I missed a final feed is shifting” post before I consolidated all my posts at one place. So, for those subscribed to my blog through RSS, these are the new feed urls - RSS, JSON Feed

PS: Still not sure how this post will reach all old subscribers. Just hope it does.

I watched Contagion - I still can’t believe a movie was made that so closely foretold the present we’re leaving today. I couldn’t go to sleep with the thoughts of how bad it can get.

So I watched Chef then. I can’t believe such a simple movie can be made. And still be good.

Ruth Marcus has written a wonderful opinion piece at The Washington Post on how this latest global tragedy, the pandemic feels a lot more life-altering. Social distancing enforced by the ways the Coronavirus spreads has affected us a lot deeper than what we initially thought.

How much the virus has reminded us of the mundane pleasures we take for granted — walking down the well-stocked shelves of our local supermarkets, chatting idly with our co-workers; kissing a friend on the cheek when we meet for lunch. Oh, to hug again without having to calculate the inherent risk: My mother? My daughters?

When I venture out to walk the dog, there is a grim camaraderie with those we encounter. The dogs, heedless of contagion, sniff away, and while their humans maintain a sober distance, even strangers inquire after one another’s well-being. In the barren aisles of the market, at least the last time I risked a visit, there was an air more of solidarity than panic

So true. What we thought was normal is dreaded now. And it the normalcy that we yearn for now.

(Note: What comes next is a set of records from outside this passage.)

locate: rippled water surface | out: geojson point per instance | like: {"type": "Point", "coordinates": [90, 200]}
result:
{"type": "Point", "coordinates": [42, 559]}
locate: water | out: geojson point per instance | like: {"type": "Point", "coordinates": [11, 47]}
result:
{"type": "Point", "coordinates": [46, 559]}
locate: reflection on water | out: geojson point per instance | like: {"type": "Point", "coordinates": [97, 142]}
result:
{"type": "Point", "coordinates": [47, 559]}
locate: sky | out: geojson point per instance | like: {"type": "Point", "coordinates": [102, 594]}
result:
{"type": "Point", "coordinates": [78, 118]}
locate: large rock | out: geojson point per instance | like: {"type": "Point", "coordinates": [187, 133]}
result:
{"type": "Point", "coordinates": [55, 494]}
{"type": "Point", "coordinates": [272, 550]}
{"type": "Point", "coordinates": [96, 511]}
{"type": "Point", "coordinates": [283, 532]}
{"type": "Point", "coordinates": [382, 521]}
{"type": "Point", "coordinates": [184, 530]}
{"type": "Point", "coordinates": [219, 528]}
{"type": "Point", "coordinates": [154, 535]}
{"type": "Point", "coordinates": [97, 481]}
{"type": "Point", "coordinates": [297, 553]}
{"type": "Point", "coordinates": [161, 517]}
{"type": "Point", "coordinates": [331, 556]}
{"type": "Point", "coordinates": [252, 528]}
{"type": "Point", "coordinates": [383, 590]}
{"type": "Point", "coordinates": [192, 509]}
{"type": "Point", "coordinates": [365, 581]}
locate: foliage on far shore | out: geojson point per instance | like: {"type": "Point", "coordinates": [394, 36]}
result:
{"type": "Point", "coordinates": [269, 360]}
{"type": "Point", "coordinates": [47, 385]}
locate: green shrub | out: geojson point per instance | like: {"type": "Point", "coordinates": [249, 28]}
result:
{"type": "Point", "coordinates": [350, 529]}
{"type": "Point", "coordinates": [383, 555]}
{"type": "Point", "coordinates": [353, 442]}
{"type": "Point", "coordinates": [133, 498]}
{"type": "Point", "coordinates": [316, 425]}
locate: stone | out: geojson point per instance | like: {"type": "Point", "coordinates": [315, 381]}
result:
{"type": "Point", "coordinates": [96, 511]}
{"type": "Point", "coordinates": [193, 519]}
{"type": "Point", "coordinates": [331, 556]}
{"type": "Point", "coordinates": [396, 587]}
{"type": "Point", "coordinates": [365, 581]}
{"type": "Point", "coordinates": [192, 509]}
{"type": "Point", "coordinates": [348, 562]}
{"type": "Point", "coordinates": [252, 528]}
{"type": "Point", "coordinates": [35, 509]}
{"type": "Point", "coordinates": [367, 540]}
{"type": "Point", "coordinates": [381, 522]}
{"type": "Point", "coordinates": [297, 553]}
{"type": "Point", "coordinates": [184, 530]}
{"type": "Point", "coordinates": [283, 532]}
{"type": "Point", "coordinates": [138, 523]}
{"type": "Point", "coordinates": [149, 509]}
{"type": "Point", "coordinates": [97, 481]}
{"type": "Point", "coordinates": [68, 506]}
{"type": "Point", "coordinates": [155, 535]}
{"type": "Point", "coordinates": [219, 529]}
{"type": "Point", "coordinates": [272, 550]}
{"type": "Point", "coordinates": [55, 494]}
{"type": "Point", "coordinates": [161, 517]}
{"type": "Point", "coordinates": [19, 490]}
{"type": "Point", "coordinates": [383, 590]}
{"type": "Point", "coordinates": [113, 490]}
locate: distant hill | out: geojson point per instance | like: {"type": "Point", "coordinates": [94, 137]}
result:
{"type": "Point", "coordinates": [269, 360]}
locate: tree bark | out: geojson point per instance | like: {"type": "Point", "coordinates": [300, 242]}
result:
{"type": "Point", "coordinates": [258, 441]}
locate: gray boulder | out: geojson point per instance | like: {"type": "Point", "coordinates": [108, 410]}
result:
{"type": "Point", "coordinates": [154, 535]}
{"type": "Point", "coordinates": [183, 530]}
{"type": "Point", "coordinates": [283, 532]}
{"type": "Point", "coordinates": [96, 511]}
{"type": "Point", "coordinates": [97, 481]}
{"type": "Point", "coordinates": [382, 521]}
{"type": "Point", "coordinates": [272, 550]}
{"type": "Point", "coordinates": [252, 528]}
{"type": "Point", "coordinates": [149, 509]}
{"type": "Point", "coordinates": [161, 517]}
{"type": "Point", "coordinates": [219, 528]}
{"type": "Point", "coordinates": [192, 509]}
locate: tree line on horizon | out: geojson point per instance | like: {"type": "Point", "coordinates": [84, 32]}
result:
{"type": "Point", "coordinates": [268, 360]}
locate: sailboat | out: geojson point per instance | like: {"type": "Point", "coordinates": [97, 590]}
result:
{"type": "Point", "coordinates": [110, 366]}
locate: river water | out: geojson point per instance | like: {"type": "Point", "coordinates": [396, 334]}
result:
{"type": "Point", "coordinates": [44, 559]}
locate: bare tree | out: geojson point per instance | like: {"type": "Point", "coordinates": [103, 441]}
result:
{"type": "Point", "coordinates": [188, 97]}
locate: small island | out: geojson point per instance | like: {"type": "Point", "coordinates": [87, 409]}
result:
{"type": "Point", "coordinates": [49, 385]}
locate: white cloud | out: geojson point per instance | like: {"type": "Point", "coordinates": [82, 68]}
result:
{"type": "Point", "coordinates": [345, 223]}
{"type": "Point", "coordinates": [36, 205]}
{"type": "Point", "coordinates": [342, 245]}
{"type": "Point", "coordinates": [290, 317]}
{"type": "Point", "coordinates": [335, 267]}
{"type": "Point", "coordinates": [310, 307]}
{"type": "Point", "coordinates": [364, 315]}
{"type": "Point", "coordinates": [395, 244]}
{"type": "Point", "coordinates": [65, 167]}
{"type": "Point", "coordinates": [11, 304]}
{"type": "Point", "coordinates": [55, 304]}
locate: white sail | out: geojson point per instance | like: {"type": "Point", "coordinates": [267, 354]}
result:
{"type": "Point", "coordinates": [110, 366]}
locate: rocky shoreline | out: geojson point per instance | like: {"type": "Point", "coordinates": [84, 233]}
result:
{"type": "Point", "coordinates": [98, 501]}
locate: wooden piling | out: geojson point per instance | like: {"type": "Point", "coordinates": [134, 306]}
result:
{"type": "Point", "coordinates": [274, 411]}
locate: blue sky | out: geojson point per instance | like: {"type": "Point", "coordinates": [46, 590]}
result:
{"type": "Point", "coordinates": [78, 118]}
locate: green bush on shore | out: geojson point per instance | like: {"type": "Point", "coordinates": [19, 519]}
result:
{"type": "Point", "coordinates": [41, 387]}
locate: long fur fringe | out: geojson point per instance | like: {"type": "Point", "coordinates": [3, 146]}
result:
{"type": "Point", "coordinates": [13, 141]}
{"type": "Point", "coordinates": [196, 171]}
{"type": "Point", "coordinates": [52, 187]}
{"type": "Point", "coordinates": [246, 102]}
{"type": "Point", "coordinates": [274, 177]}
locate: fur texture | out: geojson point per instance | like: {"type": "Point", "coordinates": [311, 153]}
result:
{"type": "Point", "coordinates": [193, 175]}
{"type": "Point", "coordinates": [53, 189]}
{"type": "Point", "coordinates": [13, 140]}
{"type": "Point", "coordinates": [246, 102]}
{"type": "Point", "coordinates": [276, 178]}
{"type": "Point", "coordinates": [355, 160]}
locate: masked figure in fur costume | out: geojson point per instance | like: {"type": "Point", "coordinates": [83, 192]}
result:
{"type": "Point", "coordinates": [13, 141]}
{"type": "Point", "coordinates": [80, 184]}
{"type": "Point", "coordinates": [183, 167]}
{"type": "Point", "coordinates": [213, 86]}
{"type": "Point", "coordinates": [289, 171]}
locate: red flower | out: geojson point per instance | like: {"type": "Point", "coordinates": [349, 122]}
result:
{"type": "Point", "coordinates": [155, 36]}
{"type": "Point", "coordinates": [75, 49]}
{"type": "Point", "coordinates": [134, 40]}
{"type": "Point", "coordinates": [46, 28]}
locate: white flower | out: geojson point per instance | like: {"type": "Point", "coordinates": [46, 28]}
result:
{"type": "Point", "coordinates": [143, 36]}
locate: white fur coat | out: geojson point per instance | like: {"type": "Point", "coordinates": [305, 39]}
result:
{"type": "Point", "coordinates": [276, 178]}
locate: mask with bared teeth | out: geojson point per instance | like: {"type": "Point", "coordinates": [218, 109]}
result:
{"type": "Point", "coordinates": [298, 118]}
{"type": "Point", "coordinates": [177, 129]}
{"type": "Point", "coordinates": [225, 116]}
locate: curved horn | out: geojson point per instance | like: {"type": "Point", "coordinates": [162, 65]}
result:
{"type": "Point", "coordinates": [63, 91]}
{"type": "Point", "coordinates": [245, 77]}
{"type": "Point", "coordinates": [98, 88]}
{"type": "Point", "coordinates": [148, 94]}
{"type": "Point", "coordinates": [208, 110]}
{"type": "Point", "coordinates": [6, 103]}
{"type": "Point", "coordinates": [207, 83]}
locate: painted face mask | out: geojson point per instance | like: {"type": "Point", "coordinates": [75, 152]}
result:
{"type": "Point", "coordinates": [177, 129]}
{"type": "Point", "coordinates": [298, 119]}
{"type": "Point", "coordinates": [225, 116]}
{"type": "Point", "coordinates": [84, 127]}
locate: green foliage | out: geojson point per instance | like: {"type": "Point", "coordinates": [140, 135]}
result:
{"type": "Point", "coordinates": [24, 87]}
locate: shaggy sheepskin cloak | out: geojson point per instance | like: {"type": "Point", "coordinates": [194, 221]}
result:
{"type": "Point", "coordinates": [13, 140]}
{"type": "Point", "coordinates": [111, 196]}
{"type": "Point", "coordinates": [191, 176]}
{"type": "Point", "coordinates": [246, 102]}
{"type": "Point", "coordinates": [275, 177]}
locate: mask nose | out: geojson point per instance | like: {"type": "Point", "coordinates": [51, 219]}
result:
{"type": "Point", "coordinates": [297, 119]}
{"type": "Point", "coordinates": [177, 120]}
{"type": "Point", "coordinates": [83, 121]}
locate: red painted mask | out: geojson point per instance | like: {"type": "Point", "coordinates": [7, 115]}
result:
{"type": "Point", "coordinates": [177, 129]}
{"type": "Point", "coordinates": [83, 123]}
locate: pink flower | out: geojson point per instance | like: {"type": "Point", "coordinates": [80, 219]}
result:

Together as a society.

When it is dark outside, lighten yourself from within. And there is no easier way to do so than to spend quality time with family. Make games together. Play games together.

Fun at Home

Fun at Home

I can attest to this study on how CarPlay and Android Auto can impair driver’s reaction. I have experienced how distracting it is to work these systems on the touch screen of the car. I have stop using them.

Even the touch screen without these are bothersome while driving.

I was completely surprised and equally frustrated, to read the only NYTimes reporting of Indian Prime Minister Narendra Modi’s address to the nation. PM urged citizens to stay at home to dissuade Hindus Pilgrims to flock to the sacred site of Ayodha,” the report read.

Here’s the full transcript of the PMs address to the nation. I do not find any political or religion-based overtones in the speech. Why, then, should you report as if there is?

The PM called for resolve” and restraint” from citizens. I think same is needed from publications. These are not the times to be on the left or the right of the political spectrum. Let’s all first come out of this pandemic together as unscathed as possible. There would be a lot of time again for the political debates.